つい貴族令嬢にはあるまじき投げやりなセリフをこぼしてしまったけれど、私だっていい加減嫌になってしまったの。


6年前、とある二つの王国間で協定が結ばれました。


近隣諸国の中でも長い歴史を誇る王国の、建国以来の名家と言われる大貴族の長女として生まれた私は、12歳で顔を見たこともない隣国の王太子と婚約させられました。当然ながらそこに私の意思など欠片も入っておりません。隣国へ嫁ぐ前に教育を受けるためと言われて、その後すぐに私は王宮で暮らすことになりましたけれど、国王夫妻を始めとする王家の方々にお目見えすることなど年に1~2回の公式行事のみでした。ただ一人ひたすら嫁ぎ先に対して恥ずかしくないようにと、信じられないほど厳しい教育を与えられましたわ。教育と言うよりは修行と言った方がよろしいかしら。王家による隣国への見栄と、実家である旧家の意地の目いっぱい詰まったそれは、自国の王太子妃教育よりもはるかに過酷で長時間に及ぶものでした。よくつぶれなかったと思います、私。ええ、これでも貴族令嬢としての気概も誇りも持っておりますし、生来の負けず嫌いでしたから。

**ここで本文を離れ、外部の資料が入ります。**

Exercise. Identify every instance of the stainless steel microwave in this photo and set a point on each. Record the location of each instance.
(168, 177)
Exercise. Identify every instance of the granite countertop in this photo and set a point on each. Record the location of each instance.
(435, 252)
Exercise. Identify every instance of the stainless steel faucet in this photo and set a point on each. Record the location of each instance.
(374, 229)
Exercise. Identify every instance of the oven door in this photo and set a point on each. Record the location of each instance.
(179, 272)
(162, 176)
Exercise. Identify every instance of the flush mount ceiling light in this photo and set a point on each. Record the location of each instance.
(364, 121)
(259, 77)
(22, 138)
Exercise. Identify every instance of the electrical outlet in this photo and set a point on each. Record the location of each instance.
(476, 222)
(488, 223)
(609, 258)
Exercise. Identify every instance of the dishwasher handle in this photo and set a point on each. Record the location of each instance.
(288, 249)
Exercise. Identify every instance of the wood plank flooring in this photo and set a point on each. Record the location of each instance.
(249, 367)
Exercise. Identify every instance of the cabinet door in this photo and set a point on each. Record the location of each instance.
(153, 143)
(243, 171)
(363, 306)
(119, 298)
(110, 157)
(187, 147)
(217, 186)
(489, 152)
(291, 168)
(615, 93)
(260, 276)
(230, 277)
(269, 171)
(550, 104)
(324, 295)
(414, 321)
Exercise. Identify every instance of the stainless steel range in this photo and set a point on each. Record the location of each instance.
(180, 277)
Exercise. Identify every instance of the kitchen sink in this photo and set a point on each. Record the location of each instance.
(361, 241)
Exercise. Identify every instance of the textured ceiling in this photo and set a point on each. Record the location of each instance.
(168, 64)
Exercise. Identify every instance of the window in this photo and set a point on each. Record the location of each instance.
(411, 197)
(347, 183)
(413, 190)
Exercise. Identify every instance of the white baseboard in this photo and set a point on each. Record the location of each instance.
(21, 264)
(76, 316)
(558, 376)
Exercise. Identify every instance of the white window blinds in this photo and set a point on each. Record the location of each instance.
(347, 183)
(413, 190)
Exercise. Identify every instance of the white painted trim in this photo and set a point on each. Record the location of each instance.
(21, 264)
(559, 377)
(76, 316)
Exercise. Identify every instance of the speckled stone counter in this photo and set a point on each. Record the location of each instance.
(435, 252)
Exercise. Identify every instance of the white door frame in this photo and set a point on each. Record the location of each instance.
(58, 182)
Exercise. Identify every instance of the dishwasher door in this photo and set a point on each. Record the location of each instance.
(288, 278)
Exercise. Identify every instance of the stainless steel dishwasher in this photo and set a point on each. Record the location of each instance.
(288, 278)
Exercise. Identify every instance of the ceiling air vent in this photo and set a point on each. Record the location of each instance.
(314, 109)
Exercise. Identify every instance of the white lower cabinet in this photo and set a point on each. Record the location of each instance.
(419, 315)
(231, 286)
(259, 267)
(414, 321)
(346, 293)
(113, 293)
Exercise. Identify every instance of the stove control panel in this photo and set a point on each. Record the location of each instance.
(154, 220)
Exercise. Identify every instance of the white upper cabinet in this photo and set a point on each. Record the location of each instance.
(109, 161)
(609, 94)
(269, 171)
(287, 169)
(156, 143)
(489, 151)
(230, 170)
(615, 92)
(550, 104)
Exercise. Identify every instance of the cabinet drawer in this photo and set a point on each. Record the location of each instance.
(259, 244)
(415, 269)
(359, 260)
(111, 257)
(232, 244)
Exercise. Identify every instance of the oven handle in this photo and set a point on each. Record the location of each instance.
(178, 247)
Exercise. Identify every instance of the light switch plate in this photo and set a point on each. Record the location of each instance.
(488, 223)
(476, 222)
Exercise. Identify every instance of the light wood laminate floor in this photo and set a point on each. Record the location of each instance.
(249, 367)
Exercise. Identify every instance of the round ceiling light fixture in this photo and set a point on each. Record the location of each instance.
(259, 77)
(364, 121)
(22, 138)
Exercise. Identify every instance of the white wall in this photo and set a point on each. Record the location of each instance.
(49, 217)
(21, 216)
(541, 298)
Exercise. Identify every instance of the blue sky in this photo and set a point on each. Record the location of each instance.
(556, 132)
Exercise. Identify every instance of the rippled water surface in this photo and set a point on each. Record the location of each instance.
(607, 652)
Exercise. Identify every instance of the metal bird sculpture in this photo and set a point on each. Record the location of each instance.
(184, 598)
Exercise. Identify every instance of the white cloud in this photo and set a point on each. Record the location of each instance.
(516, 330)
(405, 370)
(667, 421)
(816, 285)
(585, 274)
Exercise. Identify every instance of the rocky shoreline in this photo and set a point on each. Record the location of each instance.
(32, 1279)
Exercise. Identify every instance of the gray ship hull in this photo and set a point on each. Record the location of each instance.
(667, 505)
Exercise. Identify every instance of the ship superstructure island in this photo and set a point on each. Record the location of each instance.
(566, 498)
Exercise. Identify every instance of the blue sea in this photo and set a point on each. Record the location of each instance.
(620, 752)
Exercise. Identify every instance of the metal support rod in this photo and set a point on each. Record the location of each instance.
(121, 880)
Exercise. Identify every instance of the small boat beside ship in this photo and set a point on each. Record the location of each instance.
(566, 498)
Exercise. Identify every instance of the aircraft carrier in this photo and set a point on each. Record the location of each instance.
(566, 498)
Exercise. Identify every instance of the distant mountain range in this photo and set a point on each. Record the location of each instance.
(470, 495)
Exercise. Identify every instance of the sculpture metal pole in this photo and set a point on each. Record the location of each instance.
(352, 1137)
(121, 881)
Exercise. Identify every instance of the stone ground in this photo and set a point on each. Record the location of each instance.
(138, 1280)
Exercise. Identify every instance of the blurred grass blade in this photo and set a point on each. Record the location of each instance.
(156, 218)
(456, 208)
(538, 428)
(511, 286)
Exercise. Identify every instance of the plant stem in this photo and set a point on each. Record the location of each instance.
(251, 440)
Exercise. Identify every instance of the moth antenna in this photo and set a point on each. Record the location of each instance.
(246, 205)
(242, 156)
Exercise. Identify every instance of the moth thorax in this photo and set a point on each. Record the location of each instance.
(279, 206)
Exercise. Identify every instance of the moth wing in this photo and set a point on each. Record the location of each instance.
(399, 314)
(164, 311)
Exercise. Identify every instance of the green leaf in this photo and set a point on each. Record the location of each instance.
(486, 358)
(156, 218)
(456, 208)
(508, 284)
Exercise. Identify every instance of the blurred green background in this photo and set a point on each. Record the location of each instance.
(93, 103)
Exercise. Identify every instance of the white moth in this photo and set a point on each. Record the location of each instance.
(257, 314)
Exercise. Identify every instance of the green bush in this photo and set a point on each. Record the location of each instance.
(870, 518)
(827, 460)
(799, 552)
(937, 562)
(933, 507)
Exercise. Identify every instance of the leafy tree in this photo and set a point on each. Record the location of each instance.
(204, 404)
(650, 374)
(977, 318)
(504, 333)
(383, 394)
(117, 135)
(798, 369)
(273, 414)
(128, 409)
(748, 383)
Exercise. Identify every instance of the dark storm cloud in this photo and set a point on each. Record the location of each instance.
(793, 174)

教師たちは厳しかったですわね。どれほど私が努力しても足りないと咎められ、より一層の奮励を求められました。なぜこれほどと問えば、これは我が国と隣国との関係を緊密にするために必要な婚姻なのだから、私の不出来ゆえに失敗するわけにはいかないと窘められて。最後の頃にはなぜか機密情報の収集や水面下での接触工作などまで教えられました。


それにしても国と国との結びつきならば、どうして王家の姫ではなく、高位とは言え一貴族令嬢に過ぎない私が選ばれたのか。それとなく尋ねてみても、答えを濁されるか相手が不機嫌になるばかり。ずっと不思議に思っていたのですけれど、茶会で王女と同席してみてわかりました。甘やかされて自分勝手で我儘な王女には、国を背負うことになる教育など我慢できるわけがありませんもの。可愛い末娘を手放したくなかった国王夫妻と、先妻の娘である私を差し出すことで王家に恩を売ることのできる父と義母(りょうしん)の利害が一致したのね。年若い私に、親にも王家にも逆らえる力などありませんでした。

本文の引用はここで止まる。